L'ordre de réquisition doit être notifié individuellement et donne lieu à rémunération. Le droit de recourir à des réquisitions comporte toutefois des limites. Les réquisitions doivent être :
- strictement proportionnées aux objectifs poursuivis ;
- utilisées si aucun autre moyen ne peut être mis en œuvre et arrêtées lorsqu'elles ne sont plus nécessaires.
L'État peut réquisitionner des entreprises, des personnes, des services et des biens quand une "menace" pèse "sur les activités essentielles à la vie de la Nation, la protection de la population, l’intégrité du territoire, la permanence des institutions de la République ou de nature à justifier la mise en œuvre des engagements internationaux de l’État en matière de défense" (article L2212-1 du code de la Défense).
Le régime des réquisitions a été rénové dans la loi de programmation militaire 2024-2030 votée en juillet 2023. Il prend désormais en compte les nouveaux risques (cyberattaques et paralysie des réseaux, par exemple), l'ancien cadre juridique de 1959 n'étant plus adapté.

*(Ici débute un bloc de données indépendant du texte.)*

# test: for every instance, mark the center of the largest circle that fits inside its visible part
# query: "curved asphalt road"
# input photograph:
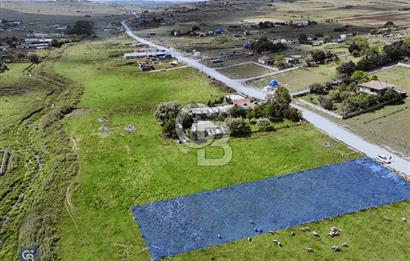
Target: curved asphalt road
(330, 128)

La réquisition des usines d'armement peut concerner des personnels, des stocks ou des outils de production. La loi permet à l'État de fixer des productions prioritaires et notamment d'imposer à certaines entreprises de constituer des stocks stratégiques de matières (le titane, par exemple) ou de composants d’intérêt stratégique pour les armées.

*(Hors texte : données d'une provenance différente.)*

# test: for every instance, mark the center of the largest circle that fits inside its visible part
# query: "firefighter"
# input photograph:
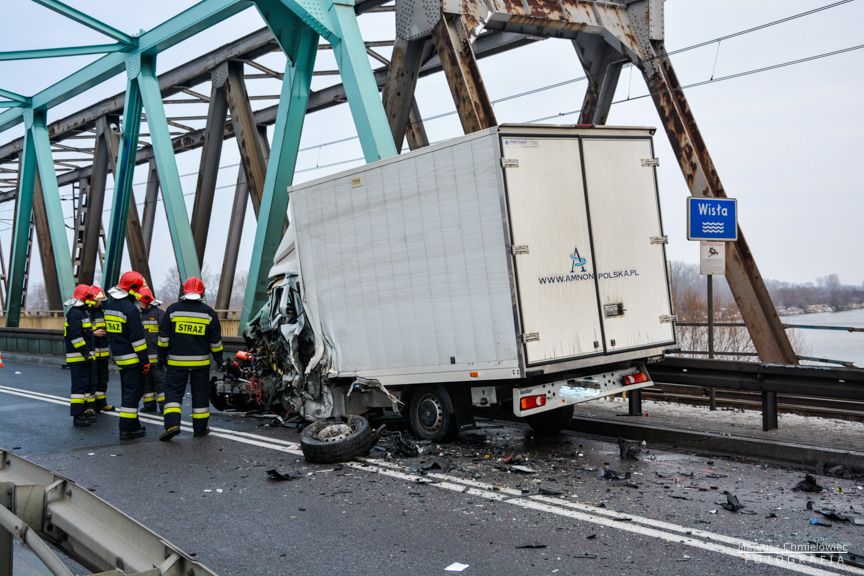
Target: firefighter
(154, 383)
(129, 349)
(100, 340)
(78, 335)
(188, 334)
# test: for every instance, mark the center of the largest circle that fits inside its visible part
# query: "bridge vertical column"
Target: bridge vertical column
(208, 171)
(124, 169)
(151, 197)
(398, 92)
(96, 197)
(301, 46)
(46, 250)
(169, 178)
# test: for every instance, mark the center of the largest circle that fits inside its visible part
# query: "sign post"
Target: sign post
(714, 221)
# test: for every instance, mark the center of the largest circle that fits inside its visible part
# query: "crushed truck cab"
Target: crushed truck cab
(523, 266)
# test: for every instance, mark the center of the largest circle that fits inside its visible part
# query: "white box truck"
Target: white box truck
(523, 265)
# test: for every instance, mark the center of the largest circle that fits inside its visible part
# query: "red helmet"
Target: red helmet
(193, 289)
(83, 292)
(131, 283)
(146, 296)
(98, 293)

Les réquisitions de personnes ou d'entreprises doivent faire l'objet d'un décret en Conseil des ministres. Le décret du 28 mars 2024 sur la sécurité des approvisionnements des forces armées et des formations rattachées, publié le 29 mars 2024 au Journal officiel fixe les conditions des réquisitions et de priorisation. Le ministre des armées peut ordonner :
- la constitution d’un stock minimal de matières, de composants, de pièces de rechange ou de produits semi-finis stratégiques par des entreprises titulaires d’une autorisation de fabrication et de commerce de matériels de guerre, d’armes, de munitions et de leurs éléments des catégories A et B ;
- la réalisation en priorité sur d'autre contrat ou marché de défense, de certaines prestations ou obligations par des entreprises ayant conclu avec elle un marché de défense et de sécurité, par celles ayant passé un contrat avec une organisation internationale ou avec un État tiers ou par leurs sous-contractants de tous niveaux.

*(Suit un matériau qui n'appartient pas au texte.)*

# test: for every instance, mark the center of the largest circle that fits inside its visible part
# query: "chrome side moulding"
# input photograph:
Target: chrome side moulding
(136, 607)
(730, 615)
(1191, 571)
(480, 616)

L'accélération de la production d'armements demandée par le ministre des armées s'inscrit dans la volonté de l'exécutif, exprimée en juin 2022, d'entrer en "économie de guerre".
Un rapport d’information de la commission des finances de l’Assemblée nationale, du 29 mars 2023 publiait dix recommandations de "mise en œuvre de l’économie de guerre", notamment :
- sécuriser l’approvisionnement et stocker les composants indispensables à l’industrie de défense ;
- simplifier les équipements, en allégeant les cahiers des charges dès l’expression des besoins ;
- mobiliser des ressources humaines.
La loi de programmation militaire a fixé un budget de 413 milliards d'euros d'investissement pour 2024-2030, soit une augmentation de 40%. Le texte a également prévu la possibilité pour l'État de réquisitionner les usines d'armement et ce cadre est aujourd'hui évoqué pour accélérer la production des industries d'armement.
Toutefois, certains économistes considèrent que la France n'est pas entrée en "économie de guerre". La formule est utilisée pour "générer du consensus par la sidération", estime le chercheur Renaud Bellais spécialiste en économie de la défense (Le Monde du 10 janvier 2024). "L'économie de guerre, c'est la mobilisation radicale de toutes les ressources économiques d'une nation en faveur d'un effort de guerre", rappelle Olivier Kempf, chercheur associé à la Fondation pour la recherche stratégique (France Info - 7 mars 2024). Cela suppose "une transformation de l'appareil de production" à la fois agricole, industriel, humain ou logistique "vers la production de ressources pour la guerre". Ce qui n'est pas aujourd'hui le cas, affirment-ils.